Roberts fut alors recruté comme projeteur aux forges de Bradley, dans le Staffordshire et, sans doute en 1813, accéda au poste de contremaître des forges de Horsely Iron works, à Tipton. Il y gagna une habileté consommée dans le tournage des métaux, le forgeage des roues et la réparation des machines. Tiré au sort pour effectuer le service militaire, il s'enfuit à Liverpool mais, n'y trouvant pas de travail, partit à Manchester, où une entreprise de menuiserie le recruta comme tourneur. Il travailla ensuite dans des ateliers mécaniques à Salford mais, toujours recherché par l'Armée, partit à pied pour Londres, où il fut recruté par Henry Maudslay comme tourneur-ajusteur[1].
Chez Maudslay, il prit conscience de l'« importance de disposer de machines-outil précises partout où la mécanisation remplace le travail manuel[2]. »

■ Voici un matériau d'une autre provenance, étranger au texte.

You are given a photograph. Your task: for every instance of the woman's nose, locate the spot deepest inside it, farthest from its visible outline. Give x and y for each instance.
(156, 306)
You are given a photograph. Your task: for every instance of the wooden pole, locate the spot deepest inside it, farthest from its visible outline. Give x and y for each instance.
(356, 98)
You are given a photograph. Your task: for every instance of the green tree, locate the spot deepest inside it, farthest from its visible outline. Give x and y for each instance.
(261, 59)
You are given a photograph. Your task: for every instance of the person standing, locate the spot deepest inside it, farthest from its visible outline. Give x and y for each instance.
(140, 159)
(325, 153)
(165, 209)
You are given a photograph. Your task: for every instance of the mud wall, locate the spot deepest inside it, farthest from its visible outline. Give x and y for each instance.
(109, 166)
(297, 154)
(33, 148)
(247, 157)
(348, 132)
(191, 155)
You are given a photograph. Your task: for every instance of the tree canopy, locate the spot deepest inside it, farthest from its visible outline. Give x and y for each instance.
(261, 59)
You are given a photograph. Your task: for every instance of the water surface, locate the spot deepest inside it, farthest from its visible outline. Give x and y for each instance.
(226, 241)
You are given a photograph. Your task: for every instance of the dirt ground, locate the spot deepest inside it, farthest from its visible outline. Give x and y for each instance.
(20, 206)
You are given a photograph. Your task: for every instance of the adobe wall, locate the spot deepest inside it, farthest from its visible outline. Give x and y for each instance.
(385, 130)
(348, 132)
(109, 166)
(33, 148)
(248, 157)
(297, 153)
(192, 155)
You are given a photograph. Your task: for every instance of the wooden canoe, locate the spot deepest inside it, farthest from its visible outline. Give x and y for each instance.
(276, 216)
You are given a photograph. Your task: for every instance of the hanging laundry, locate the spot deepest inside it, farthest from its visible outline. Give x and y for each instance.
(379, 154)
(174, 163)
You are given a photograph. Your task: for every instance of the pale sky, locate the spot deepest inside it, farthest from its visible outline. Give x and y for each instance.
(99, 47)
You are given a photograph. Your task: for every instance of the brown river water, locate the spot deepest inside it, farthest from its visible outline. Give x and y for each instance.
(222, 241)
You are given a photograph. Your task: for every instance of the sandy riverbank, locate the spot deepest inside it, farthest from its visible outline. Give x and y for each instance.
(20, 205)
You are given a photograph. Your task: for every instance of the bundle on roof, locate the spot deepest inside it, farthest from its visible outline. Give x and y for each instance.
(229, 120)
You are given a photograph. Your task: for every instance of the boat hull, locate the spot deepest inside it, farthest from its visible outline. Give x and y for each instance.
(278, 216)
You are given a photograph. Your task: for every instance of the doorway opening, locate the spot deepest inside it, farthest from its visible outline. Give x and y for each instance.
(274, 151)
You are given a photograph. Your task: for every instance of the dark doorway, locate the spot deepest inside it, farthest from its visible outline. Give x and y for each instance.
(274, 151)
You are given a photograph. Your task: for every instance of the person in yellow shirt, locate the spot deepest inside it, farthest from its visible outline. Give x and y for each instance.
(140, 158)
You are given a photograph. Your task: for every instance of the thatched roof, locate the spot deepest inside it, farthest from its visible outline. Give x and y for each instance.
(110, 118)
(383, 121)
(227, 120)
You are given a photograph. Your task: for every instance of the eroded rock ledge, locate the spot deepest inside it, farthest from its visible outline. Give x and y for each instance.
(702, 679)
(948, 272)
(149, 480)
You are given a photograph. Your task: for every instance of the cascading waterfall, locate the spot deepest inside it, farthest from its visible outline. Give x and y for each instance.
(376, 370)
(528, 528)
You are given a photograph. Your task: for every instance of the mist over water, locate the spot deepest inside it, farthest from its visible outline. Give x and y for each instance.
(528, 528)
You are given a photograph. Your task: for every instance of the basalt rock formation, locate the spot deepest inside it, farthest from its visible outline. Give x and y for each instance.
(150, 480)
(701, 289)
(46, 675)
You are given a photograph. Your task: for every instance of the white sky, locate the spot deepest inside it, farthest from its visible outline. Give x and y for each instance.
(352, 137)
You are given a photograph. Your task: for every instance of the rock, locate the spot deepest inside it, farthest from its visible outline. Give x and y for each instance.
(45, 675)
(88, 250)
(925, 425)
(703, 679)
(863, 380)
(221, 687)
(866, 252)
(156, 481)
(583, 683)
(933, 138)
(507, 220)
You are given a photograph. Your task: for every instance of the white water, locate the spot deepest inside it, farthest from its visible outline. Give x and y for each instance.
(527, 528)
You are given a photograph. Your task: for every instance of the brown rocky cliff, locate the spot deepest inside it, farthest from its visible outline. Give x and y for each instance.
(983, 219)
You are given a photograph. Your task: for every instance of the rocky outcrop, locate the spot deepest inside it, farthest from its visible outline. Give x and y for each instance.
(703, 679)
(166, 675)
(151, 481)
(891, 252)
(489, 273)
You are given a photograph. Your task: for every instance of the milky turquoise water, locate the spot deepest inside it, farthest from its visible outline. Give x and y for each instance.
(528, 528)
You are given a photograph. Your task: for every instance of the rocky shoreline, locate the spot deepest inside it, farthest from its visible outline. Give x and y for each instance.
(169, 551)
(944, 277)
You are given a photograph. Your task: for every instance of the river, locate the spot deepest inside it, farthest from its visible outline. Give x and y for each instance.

La chute définitive de l'empire napoléonien, en 1816, mit un terme aux campagnes de recrutement : Roberts put ainsi retourner dans le nord de l'Angleterre. Il s'établit comme tourneur sur métaux à Manchester, au no 15 de Deans Gate. Il avait installé son tour à usiner, entraîné par un volant massif, à l'étage, dans une chambre, sa femme mettant le volant en mouvement. Bientôt, Roberts emménagea dans les New Market Buildings à Pool Fold.
Premières machines-outil
modifierRoberts fabriqua lui-même plusieurs machines-outil (certaines de sa propres conception) ; la première servait à tailler des roues dentées : afin de vérifier précisément le pas d'engrenage, il munit sa machine d'un compas de proportion, qu'il finit d'ailleurs par commercialiser[3]. Roberts adopta aussi les couteaux rotatifs, dont il avait vu l'efficacité chez Maudslay : c'est la première fraise mécanique connue. En 1816, il mit au point le premier psychromètre véritablement fiable[3]. En 1817, il fabriqua un tour permettant d'usiner des arbres d'une longueur de 1,93 m : cette machine était équipée d'un train réducteur permettant de sélectionner des vitesses différentes, et d'un berceau mobile, guidé en translation, pour déplacer la pièce à usiner. Ce berceau était entraîné par une tige filetée qui permettait de débrayer à la fin de l'usinage. Toujours en 1817, Roberts mit au point une surfaceuse pour la génération des surfaces planes : jusqu'alors, les platines étaient exécutées à la main, avec burin et ciseaux à froid, au prix d'un labeur fastidieux et long.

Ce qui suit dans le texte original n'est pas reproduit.